# **Predicting Building Permit Issuance Times**
##                                                                                             ...and answering many questions!


**A Data Science Project**      
*by Aparna Shastry*

## Content
+ Introduction and Scope
+ Data
+ Cleaning the Data


## Introduction
A building permit is an official approval document issued by a governmental agency that allows you or your contractor to proceed with a construction or remodeling project on one's property. For more details click [here](https://www.thespruce.com/what-is-a-building-permit-1398344). Each city or county has its own office related to buildings, that can do multiple functions like issuing permits, inspecting buildings to enforce safety measures, modifying rules to accommodate needs of the growing population etc.
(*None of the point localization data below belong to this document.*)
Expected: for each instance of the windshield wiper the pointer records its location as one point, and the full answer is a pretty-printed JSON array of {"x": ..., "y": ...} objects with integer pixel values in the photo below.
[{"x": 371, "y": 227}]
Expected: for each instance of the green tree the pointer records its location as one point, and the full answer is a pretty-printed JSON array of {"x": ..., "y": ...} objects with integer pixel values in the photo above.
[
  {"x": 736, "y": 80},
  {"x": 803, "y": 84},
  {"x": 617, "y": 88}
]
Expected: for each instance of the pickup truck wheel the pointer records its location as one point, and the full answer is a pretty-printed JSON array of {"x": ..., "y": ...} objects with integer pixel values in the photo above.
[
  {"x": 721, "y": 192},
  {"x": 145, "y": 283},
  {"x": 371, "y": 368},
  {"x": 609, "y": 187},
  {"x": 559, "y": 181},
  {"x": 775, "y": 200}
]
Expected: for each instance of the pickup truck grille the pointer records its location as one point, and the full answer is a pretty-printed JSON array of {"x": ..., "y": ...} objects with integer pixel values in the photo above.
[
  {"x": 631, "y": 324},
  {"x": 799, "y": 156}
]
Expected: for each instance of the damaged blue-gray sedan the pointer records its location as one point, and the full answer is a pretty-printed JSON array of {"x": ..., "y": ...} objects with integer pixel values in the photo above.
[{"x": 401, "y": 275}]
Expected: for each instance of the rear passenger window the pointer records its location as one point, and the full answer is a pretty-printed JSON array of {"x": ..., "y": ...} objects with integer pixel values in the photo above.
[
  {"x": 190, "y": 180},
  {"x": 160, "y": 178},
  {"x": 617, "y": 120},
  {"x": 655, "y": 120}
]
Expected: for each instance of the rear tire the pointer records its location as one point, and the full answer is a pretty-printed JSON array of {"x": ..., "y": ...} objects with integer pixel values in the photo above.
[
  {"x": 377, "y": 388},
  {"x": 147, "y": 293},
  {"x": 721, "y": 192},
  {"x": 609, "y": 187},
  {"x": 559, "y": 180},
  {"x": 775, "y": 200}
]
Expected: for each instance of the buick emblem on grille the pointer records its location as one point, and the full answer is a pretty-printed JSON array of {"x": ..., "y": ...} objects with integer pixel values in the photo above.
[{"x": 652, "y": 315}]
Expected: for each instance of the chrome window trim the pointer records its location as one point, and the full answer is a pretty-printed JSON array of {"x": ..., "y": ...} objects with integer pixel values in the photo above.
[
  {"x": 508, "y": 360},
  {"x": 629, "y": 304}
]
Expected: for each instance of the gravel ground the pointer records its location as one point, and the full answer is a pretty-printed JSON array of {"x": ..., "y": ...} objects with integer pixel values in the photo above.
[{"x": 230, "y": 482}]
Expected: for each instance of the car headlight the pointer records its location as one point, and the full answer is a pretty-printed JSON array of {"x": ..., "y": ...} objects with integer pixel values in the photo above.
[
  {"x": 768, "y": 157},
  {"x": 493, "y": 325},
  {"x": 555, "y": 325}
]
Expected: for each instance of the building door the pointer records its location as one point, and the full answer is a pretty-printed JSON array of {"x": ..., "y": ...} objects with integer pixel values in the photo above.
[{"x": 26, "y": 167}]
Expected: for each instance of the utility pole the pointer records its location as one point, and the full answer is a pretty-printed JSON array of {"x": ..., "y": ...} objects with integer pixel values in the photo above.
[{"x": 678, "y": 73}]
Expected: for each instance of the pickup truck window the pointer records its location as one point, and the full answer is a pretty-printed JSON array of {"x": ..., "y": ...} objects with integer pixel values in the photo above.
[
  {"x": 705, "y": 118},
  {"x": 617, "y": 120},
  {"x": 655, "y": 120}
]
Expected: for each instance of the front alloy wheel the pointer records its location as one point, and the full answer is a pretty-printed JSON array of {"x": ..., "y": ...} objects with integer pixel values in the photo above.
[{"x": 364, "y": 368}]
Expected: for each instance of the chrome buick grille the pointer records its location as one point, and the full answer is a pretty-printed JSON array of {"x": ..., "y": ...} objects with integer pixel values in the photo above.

For the city of San Francisco, permit issuing is taken care by [Permit Services wing of Department of Building Inspection](http://sfdbi.org/permit-services) (henceforth called DBI).
The delays in permit issuance pose serious problems to construction industries and later on real estate agencies.Read this [Trulia study](https://www.trulia.com/blog/trends/elasticity-2016/) and [Vancouver city article](https://biv.com/article/2014/11/city-building-permit-delays-costing-developers-tim).

### Scope of the Project

Primary objective of this Data Science Project is to predict the time delay window for the time in days between permit application and issuance for buildings in San Francisco city in California, USA. Since it is not possible to accurately predict the delay in resolution of days, the problem is limited to predicting if a permit will be issued in a week, or in 3 months or beyond 3 months.

Apart from this, we also draw some insights from the data to find out details that are of interest to the applicants.

## Data
Data for this project is available in San Francisco city open data portal. It is updated every Saturday.
1. Go to the link: [SF](https://data.sfgov.org/Housing-and-Buildings/Building-Permits/i98e-djp9/data) open portal. 
2. Click on Filter and "Add a Filter Condition".
3. A drop down menu appears.
4. Select, "Filed Date" and "is after".
5. I entered date as 12/31/2012, because I wanted to do analysis of last 4-5 years. I think most recent data is important in matters such as this, the city council policies could change, there might be new rules, new employers to expedite process etc. Old data may not be too useful in modeling.
6. I chose to download in CSV format because it is of the less than 100MB size and easy to load into notebook. If it gave issues, I might have chosen a different format.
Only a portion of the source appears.